The Writer’s Guild of America—i.e. the people who write the TV and movie scripts—are on strike. Their most fundamental demand is that they want a share in the profits from distribution using new media of the products they have a hand in creating. While studios and networks claim that Internet distribution is making them nothing, this is contradicted by their own boasts to investors and each other that they’re raking in millions and have the potential to make even more.
This isn’t the first time Hollywood writers have gone on strike. The WGA went on strike in 1988 over the then-new media: VHS and later DVD. I recall buying at the time an original Star Trek script from David Gerrold, who was selling them on Compuserve to raise funds while he was on strike.
The old Hollywood system is a dying dinosaur and the networks and studios better figure it out before they’re just fossilized bones on display in some museum.
Anyway, I wonder if the networks and studios have made a critical error. For one thing, audiences have a more direct connection to the people who make their favorite shows than ever before. Consider, many writers and producers have blogs, make podcasts, do DVD commentary tracks. The fans know the people who write the words their favorite characters say and treat them with the same adulation they give to the actors who portray those characters. The writers and fans have a relationship that doesn’t really include the studios and networks.

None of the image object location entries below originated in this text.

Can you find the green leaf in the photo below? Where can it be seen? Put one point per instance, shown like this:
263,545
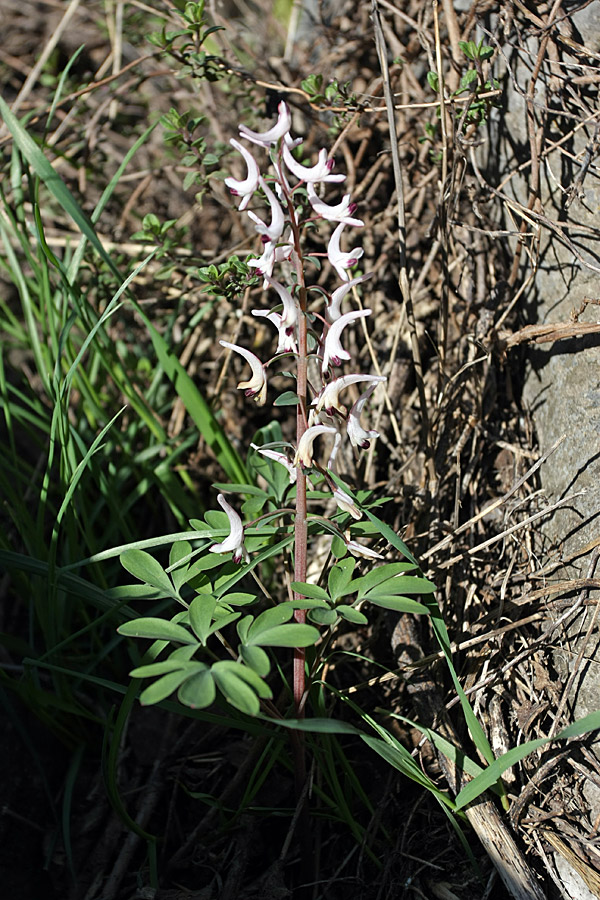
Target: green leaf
161,689
293,635
154,669
144,567
238,488
351,615
199,691
312,591
340,576
322,616
492,773
375,577
156,629
433,81
269,618
240,686
200,614
257,659
403,584
180,550
399,604
287,398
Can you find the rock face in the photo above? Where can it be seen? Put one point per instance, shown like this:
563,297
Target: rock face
560,270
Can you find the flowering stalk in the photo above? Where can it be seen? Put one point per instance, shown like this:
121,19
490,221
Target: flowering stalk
328,417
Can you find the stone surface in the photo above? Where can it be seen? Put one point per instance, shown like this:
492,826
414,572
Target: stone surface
562,380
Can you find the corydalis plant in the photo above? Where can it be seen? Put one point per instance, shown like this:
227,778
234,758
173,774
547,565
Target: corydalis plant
319,411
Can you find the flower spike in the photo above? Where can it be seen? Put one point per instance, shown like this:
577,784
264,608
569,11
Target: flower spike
333,352
357,434
304,453
235,540
275,229
319,172
339,260
334,309
340,213
286,339
329,399
257,385
279,130
245,188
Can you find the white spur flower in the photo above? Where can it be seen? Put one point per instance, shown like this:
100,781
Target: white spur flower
234,542
333,352
257,385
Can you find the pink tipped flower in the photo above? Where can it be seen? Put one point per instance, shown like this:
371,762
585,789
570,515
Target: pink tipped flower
304,453
319,172
346,503
342,212
334,309
245,188
286,338
333,352
234,542
357,434
279,130
329,398
257,385
275,229
342,261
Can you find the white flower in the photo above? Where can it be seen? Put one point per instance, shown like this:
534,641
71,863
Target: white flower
319,172
304,453
280,129
234,542
275,229
244,188
340,213
264,264
357,434
281,458
357,549
286,339
346,503
342,261
334,308
329,399
257,386
290,309
333,352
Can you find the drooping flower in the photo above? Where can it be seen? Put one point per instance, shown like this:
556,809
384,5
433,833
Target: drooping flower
279,130
346,503
357,434
257,385
334,308
333,352
321,171
340,261
275,229
304,453
290,309
234,542
329,399
281,458
357,549
246,187
342,212
286,339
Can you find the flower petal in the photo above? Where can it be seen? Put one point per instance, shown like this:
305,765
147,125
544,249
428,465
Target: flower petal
333,352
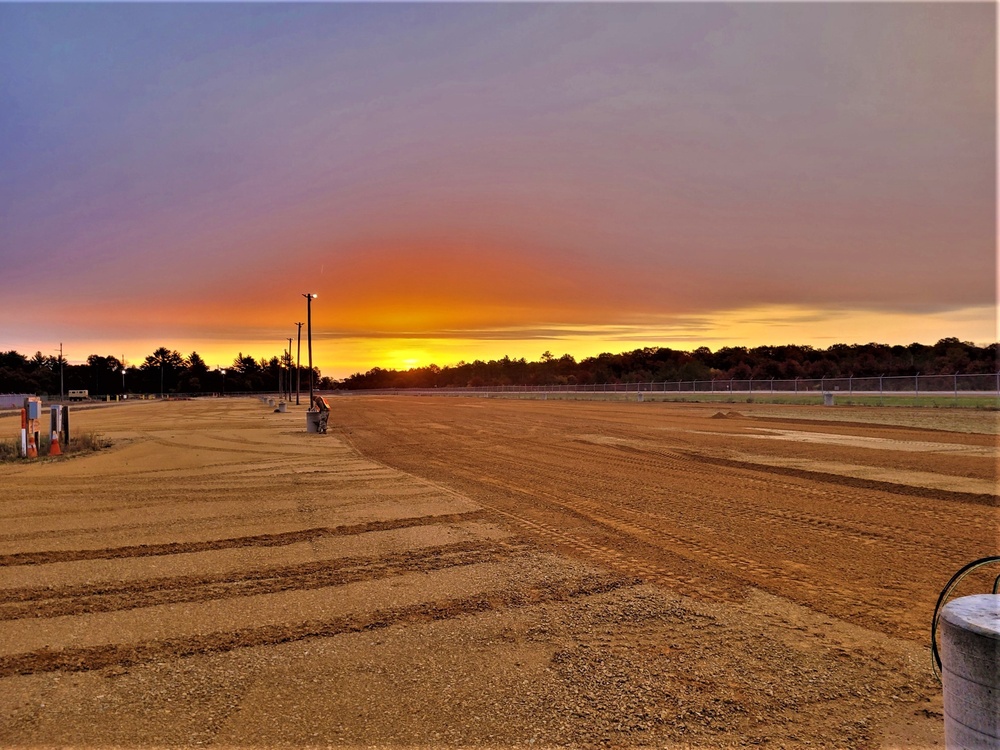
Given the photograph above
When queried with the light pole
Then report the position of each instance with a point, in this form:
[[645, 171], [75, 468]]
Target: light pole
[[288, 362], [309, 298], [298, 366]]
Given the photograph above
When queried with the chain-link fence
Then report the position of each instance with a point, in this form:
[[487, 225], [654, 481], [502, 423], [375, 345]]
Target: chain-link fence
[[912, 385]]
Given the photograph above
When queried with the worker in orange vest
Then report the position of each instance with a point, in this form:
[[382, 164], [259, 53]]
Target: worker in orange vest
[[324, 412]]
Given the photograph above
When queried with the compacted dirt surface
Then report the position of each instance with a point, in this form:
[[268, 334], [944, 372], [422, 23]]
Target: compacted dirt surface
[[488, 572]]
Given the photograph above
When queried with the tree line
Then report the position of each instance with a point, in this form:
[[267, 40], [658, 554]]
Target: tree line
[[165, 371], [657, 364]]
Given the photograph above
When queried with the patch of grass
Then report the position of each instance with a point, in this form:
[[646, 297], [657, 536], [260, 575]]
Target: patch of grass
[[10, 450], [81, 444]]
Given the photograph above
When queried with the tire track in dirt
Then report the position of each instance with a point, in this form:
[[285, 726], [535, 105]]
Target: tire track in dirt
[[126, 655], [752, 513], [259, 540], [42, 602], [992, 501]]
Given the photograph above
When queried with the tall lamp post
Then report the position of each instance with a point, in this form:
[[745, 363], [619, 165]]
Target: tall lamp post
[[288, 363], [298, 366], [309, 298]]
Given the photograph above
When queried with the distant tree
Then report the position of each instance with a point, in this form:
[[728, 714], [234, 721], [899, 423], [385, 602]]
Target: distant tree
[[163, 367]]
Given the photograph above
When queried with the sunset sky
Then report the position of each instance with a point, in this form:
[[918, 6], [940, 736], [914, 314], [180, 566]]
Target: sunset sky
[[465, 181]]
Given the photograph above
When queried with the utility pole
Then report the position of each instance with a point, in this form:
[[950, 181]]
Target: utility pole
[[298, 366], [310, 296]]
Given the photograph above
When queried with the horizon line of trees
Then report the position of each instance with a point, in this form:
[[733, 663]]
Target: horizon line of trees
[[657, 364], [165, 371]]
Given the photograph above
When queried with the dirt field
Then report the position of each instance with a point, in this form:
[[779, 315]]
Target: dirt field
[[488, 573]]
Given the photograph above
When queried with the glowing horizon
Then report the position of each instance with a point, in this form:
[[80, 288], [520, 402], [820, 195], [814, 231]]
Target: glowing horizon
[[473, 181]]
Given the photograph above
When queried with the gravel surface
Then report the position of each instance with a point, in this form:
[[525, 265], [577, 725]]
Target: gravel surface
[[442, 572]]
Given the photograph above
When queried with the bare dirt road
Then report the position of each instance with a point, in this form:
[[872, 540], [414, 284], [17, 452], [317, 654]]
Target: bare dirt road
[[488, 573]]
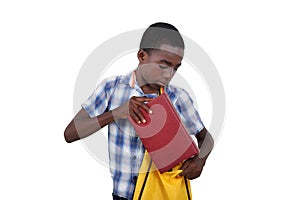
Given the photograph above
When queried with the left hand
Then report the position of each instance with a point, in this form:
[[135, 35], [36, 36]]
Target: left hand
[[192, 167]]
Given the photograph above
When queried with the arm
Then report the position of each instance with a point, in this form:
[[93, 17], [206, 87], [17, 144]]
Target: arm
[[82, 125], [192, 168]]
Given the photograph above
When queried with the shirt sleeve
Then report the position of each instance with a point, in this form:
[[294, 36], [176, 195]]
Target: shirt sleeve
[[188, 113], [98, 102]]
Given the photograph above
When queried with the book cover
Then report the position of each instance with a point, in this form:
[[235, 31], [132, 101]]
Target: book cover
[[164, 135]]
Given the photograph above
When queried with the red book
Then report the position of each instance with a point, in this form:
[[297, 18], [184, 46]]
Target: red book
[[164, 135]]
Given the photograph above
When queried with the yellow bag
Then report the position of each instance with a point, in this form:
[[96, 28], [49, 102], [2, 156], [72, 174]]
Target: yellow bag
[[152, 185]]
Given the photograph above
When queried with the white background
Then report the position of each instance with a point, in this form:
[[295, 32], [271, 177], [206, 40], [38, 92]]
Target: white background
[[254, 44]]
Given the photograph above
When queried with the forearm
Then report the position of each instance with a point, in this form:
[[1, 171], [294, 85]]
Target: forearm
[[82, 125], [205, 144]]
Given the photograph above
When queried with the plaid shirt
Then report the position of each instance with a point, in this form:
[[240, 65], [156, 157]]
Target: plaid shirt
[[126, 150]]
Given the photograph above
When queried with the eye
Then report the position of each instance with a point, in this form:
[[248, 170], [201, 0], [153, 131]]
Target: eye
[[163, 67]]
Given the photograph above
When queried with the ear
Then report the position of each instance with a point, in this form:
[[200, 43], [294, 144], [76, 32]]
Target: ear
[[141, 55]]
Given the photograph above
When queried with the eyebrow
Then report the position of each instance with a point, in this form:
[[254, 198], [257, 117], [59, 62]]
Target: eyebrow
[[169, 63]]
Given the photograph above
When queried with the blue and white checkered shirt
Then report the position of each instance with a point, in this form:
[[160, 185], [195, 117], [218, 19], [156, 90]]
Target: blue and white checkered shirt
[[126, 150]]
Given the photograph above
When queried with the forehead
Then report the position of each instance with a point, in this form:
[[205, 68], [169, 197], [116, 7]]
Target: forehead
[[174, 50]]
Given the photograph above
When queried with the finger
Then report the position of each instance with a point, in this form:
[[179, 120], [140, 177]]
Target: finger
[[184, 167], [136, 113], [139, 102]]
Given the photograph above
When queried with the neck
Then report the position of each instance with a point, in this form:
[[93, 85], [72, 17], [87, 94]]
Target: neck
[[147, 88]]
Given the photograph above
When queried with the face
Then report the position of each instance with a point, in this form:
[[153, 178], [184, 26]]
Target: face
[[158, 68]]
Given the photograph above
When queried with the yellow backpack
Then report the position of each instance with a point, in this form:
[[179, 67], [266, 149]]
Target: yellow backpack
[[152, 185]]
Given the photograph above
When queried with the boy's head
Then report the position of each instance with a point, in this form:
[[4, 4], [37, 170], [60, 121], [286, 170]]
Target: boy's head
[[159, 34]]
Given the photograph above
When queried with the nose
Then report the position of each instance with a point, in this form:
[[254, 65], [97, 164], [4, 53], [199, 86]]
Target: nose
[[168, 72]]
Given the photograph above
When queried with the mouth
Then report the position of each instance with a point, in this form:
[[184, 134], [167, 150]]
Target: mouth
[[161, 84]]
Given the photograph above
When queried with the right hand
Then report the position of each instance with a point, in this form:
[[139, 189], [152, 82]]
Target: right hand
[[132, 108]]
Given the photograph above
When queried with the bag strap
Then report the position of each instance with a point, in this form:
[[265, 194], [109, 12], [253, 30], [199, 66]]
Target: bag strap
[[187, 189], [145, 180]]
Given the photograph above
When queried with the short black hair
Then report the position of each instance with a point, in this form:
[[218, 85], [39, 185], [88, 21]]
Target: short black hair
[[161, 33]]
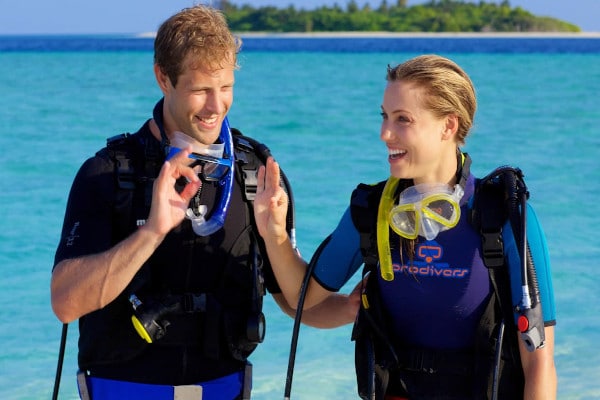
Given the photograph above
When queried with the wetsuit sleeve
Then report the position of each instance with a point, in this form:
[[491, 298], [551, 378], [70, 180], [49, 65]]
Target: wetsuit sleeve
[[339, 256], [536, 240], [87, 226]]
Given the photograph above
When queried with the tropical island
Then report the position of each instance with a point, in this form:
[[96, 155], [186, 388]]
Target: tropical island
[[433, 16]]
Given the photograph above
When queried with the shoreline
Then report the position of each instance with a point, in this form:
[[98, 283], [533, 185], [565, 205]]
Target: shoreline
[[391, 35]]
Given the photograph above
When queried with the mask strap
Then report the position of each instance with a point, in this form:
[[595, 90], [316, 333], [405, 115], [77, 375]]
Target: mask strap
[[383, 229], [158, 118]]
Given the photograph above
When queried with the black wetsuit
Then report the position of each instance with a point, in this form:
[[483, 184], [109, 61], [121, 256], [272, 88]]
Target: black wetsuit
[[197, 346]]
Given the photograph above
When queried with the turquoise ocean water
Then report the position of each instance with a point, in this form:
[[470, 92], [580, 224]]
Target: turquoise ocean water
[[319, 113]]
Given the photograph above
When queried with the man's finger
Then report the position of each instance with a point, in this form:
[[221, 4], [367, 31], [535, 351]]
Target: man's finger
[[272, 180]]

For another thing, the networks have much less control over information about the strike. In the 80s, TV news meant ABC, NBC, or CBS and if you didn’t get your news there, you got in from one or two local newspapers. That model is now antiquated. Not only are there twice as many 24/7 news networks and access to the web sites of newspapers around the world, but the writers can address the people directly. The umbrella organization United Hollywood has been producing extremely professional (no, duh!), informative, and entertaining videos telling their side of the story and exposing the other side and putting those videos on YouTube where they’re getting tens of thousands of views.
There’s another danger as well for both sides, but for the networks especially. Once the last of the new episodes are gone and all that’s left on TV are reruns, pilots that didn’t make it, and reality shows, people are going to stop watching TV by droves. The fact is that people just don’t need TV to entertain themselves the way they once did. I hear all the time of people in their 20s who don’t even own televisions except to watch sports maybe. Instead they get all their entertainment online, whether through podcasts or blogs or webisodes of direct-to-Internet programming. Once those people are lost, will they come back?
And perhaps the writers and producers will discover that they don’t need networks after all. Within the next half-decade we’re going to be able to download or stream high-definition quality content direct to our computers or living-room TVs. In fact, there are private beta tests of such services even now. Why would, say, Joss Whedon need a TV network to broadcast a new “Firefly” series if he could just rent some Web servers and put it online? The cost-per-viewer for online broadcasting is much lower and he could still sell advertising.
Sure that latter scenario is a still in the future, but it’s not a distant future. In fact, sites like MySpace are already producing original dramatic series. They’re not the same as regular TV, but it’s only a matter of time.
The old Hollywood system is a dying dinosaur and the networks and studios better figure it out before they’re just fossilized bones on display in some museum. Meanwhile, in the long term maybe the best thing that could happen to the writers is that they embrace the inevitable future now. This may be the last time they ever have to go on strike against the networks and in that case we will all benefit.